Understanding Flickr data

Now that we have created a sample app and extracted data using it in the previous section, let us move ahead and understand more about the data we get from Flickr. We will leverage packages such as httr, plyr, piper, and so on and build on our code base, as in previous chapters.

To begin with, let's use our utility function to extract ten days' worth of data. The following snippet extracts the data using the interestingness API end point:

# Mention day count
daysAnalyze = 10

interestingDF <- lapply(1:daysAnalyze,getInterestingData) %>>%
                    ( do.call(rbind, .) )

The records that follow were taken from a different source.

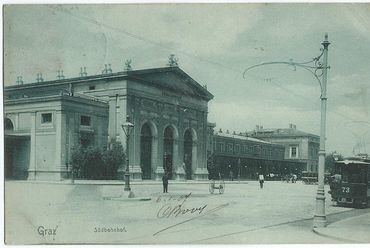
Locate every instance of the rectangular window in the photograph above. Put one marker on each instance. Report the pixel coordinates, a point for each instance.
(46, 118)
(237, 148)
(229, 148)
(294, 152)
(222, 147)
(85, 120)
(86, 139)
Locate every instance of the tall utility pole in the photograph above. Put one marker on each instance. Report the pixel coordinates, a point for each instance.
(320, 216)
(319, 70)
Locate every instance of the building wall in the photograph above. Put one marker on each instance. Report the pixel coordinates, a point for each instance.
(49, 147)
(307, 149)
(162, 98)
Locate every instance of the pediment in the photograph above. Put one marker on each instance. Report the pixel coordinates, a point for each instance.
(172, 79)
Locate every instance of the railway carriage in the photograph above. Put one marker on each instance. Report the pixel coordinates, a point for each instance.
(350, 182)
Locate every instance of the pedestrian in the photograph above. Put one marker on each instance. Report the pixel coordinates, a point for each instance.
(231, 175)
(294, 180)
(261, 180)
(165, 183)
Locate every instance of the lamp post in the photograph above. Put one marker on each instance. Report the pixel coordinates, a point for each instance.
(319, 70)
(127, 129)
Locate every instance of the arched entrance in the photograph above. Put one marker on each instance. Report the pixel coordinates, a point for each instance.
(8, 124)
(168, 141)
(146, 151)
(188, 150)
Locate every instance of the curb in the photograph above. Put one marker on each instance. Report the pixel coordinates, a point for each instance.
(120, 183)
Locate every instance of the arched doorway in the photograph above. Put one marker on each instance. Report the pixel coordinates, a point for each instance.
(188, 150)
(168, 150)
(146, 151)
(8, 124)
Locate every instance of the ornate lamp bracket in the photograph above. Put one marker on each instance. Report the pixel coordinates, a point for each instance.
(315, 66)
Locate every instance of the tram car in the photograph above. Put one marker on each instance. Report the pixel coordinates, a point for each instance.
(350, 182)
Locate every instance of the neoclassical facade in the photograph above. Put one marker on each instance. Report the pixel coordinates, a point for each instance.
(167, 107)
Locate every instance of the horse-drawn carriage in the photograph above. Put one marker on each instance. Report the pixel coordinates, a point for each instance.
(215, 178)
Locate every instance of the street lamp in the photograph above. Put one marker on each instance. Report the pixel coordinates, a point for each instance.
(319, 70)
(127, 129)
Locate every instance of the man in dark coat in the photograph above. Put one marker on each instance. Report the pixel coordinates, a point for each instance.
(165, 183)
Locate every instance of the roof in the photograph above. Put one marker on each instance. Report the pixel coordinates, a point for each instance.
(347, 162)
(240, 137)
(148, 76)
(281, 132)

Now, if we look at the attributes of the DataFrame generated using the previous snippet, we have details like, data, photo.id, photo.owner, photo.title and so on. Though this DataFrame is useful in terms of identifying what photographs qualify as interesting on certain days, it does little to tell us much about the photographs themselves.

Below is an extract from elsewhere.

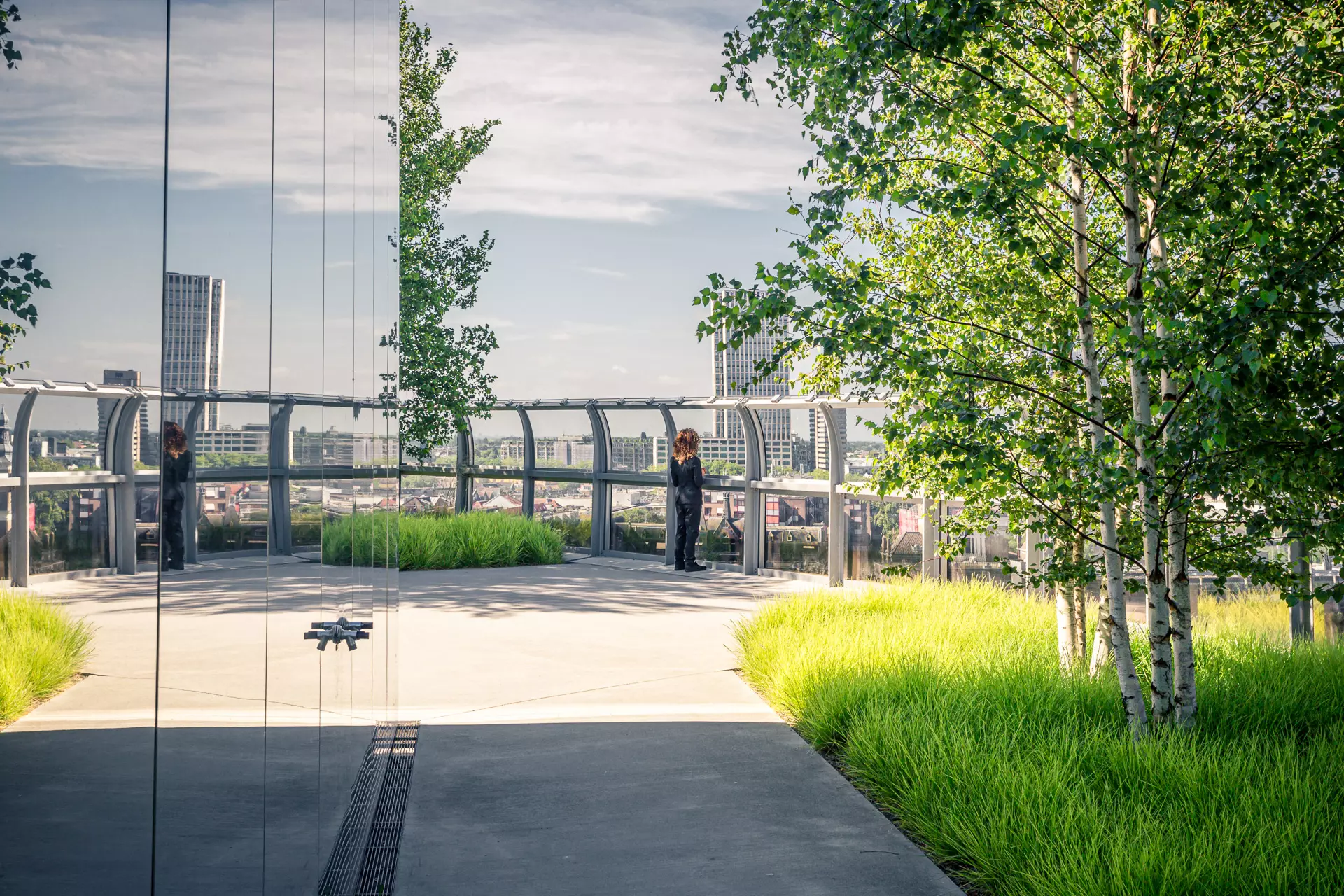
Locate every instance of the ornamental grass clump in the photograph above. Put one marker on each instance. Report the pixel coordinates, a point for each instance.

So the logical next step is to find, extract, process, and leverage image-related attributes of these interesting photos from the past ten days. However, before we get to image specific attributes, let us take a detour and understand a bit about EXIF!

Understanding more about EXIF

Exchangeable Image File Format (EXIF) is a format used by digital cameras, smartphones, and other devices to handle and store information related to images, sounds, videos, and so on. It is a long-standing standard, first released in the mid-1990s, and now widely used by digital devices with photographic capabilities. Without going into too much detail, EXIF defines how and what all metadata related to images, sounds and videos is stored by these devices and/or editing software such as Adobe Photoshop, Gimp and the likes.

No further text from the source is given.